Mardi 10 Octobre 2006

Où en est-on sur la question de la sécurité dans le secteur de l’automobile à La Réunion ? Le point sur les avancées acquises et celles qu’il reste à conquérir avec Jacques Bhugon, Secrétaire général de la CGTR Auto-Moto.


La prévention du CHSCT
À La Réunion, "le taux de fréquence des accidents du travail dans le secteur de la réparation automobile est supérieur à la moyenne nationale", écrit la Sécurité sociale. Plus loin, la CGSS-Réunion note que "les responsables dans cette profession, constituée de très nombreuses entreprises de petite taille, doivent assurer le plus souvent seuls, les diverses fonctions de l’entreprise, et notamment l’organisation de la prévention".

Quel est l’impact de l’activité syndicale sur le plan de la sécurité du travail à La Réunion ?

"Grâce à une formation syndicale permanente, les délégués peuvent intervenir rapidement. Cela passe notamment par le respect du droit de retrait, nous devons être toujours dans la bataille derrière les patrons. À la CGTR Auto-Moto, chaque militant est capable de faire face à toutes les situations dans un garage. Par ailleurs, le travail de communication a payé. Les employeurs sont conscients de l’importance de la question de la sécurité, d’autant plus que leurs cotisations sont fonction du nombre d’accidents recensés. Par ailleurs, il est à noter que les constructeurs imposent des normes strictes aux concessionnaires, des normes ISO, que ces derniers doivent respecter s’ils veulent garder leur carte. C’est aussi un bon point pour la sécurité."

Par exemple ?
"À Dindar Autos, depuis la mise en place d’un syndicat, d’un Comité d’entreprise et d’un Comité d’hygiène, de sécurité et des conditions de travail (CHSCT), des contrôles de l’Inspection du Travail ont eu lieu. Cela a débouché sur l’obligation de la remise aux normes, ce qui a été fait."
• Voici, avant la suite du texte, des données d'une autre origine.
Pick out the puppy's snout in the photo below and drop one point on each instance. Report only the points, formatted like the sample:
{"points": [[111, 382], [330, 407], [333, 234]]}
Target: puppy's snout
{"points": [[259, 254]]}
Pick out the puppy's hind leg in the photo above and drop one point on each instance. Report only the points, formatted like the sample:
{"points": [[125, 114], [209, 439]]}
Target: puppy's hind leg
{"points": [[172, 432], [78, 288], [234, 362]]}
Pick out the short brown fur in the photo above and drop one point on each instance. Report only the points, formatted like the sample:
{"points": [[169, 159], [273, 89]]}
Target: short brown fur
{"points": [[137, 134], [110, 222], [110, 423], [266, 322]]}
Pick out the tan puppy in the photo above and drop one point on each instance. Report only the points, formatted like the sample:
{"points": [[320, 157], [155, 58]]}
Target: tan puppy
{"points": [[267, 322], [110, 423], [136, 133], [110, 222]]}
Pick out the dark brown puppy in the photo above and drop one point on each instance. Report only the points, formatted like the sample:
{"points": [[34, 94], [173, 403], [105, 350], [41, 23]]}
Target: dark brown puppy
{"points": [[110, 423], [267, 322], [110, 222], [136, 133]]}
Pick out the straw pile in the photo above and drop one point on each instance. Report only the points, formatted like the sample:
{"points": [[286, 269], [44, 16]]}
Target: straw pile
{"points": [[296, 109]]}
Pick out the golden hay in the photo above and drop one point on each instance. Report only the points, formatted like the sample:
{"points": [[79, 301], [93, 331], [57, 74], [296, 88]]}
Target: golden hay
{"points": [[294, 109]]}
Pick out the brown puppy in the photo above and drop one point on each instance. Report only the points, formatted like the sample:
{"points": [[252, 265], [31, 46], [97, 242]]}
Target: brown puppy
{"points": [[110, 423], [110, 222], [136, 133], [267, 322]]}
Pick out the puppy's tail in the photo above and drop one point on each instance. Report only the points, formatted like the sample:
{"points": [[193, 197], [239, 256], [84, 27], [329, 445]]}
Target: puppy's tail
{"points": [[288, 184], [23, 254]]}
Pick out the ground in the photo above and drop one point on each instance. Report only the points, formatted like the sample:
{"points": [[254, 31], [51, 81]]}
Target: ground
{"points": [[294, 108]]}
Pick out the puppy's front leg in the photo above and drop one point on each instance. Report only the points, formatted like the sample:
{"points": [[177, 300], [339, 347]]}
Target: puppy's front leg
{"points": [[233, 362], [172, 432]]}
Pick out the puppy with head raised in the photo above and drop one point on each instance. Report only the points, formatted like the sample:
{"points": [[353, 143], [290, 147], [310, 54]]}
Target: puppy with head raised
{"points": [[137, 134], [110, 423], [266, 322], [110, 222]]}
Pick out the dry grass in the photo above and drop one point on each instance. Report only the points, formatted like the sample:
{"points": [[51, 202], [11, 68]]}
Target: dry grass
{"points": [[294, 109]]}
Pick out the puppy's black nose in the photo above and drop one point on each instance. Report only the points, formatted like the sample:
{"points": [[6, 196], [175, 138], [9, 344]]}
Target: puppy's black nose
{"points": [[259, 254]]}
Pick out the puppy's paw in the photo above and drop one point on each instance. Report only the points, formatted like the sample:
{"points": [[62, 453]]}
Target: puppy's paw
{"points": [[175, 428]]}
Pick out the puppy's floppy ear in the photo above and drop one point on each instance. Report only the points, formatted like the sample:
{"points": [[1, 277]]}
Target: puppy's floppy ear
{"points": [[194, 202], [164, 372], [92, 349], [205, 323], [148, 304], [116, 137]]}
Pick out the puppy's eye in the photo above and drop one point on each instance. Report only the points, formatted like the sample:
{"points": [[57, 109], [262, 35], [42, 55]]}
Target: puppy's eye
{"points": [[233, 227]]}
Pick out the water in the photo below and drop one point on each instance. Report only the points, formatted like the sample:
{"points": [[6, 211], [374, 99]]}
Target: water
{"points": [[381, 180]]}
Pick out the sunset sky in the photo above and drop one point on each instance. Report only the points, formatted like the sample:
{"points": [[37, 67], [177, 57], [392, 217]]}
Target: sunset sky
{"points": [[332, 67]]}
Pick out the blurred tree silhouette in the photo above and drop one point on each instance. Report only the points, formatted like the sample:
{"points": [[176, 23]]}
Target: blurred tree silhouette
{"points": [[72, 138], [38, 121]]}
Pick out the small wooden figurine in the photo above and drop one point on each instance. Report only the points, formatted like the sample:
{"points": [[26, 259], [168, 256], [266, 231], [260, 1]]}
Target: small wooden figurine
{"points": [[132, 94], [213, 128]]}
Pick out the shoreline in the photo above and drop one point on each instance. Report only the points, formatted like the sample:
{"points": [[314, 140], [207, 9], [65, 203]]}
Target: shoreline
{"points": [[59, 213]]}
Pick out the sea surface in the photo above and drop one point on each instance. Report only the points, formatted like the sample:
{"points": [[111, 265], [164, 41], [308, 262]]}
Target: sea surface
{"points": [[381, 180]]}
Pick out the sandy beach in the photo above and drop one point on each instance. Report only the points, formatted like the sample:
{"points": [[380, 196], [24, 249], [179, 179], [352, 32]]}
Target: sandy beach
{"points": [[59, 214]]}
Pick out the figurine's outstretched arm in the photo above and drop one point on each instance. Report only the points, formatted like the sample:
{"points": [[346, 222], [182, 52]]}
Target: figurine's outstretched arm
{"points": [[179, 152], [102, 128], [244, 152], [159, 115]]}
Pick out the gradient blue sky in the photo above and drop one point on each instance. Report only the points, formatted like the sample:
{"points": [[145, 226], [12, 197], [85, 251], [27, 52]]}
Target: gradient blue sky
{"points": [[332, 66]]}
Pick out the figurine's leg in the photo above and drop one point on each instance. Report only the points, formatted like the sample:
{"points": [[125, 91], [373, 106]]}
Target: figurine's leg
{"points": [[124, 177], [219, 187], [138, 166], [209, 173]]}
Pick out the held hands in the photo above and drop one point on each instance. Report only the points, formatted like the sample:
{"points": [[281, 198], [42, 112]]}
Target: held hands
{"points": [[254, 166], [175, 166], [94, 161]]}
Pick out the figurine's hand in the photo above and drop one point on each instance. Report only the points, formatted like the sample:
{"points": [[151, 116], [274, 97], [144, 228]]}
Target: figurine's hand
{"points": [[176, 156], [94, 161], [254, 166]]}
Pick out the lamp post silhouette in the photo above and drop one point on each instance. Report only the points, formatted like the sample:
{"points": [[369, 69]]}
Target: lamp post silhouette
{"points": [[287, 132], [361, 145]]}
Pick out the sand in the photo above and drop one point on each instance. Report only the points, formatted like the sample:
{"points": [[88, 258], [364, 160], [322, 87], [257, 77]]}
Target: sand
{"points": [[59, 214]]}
Et dans les petites entreprises ?

"Il est plus difficile de faire respecter les normes. Les salariés sont exposés à des risques, et les contrôles sont insuffisants. Le salarié a besoin de travailler, quitte à prendre des risques, il va exercer dans un atelier qui ne réunit pas toutes les conditions de sécurité.
C’est le cas par exemple des peintres qui travaillent dans une cabine sans masque de protection. C’est celui des pompistes qui respirent à longueur de journée des effluves de benzènes, les mécaniciens qui manipulent des batteries chargées de plomb ou des garnitures de freins remplies de fibres cancérigènes. La nécessité est de toujours tout contrôler. N’oublions pas le travail clandestin présent dans le secteur. Et il arrive souvent que lorsqu’un salarié a un accident du travail, il découvre qu’il n’est pas déclaré par son employeur."

Comment faire avancer la question de la sécurité ?

"À la CGTR, sécurité et condition du travail sont une revendication prioritaire, au même titre que le salaire et l’emploi. Nous estimons que la Direction du Travail doit avoir davantage de moyens pour procéder à des contrôles dans les petites entreprises, là où il n’y a pas de CHSCT ou de représentation syndicale. Il n’est pas normal qu’il n’y ait que 3 inspecteurs pour 400.000 salariés à La Réunion. Par ailleurs, la mise en place dans toutes les entreprises, y compris celles de moins de 50 salariés, d’un CHSCT ne pourra que faire avancer la sécurité des conditions de travail."
Entretien M.M.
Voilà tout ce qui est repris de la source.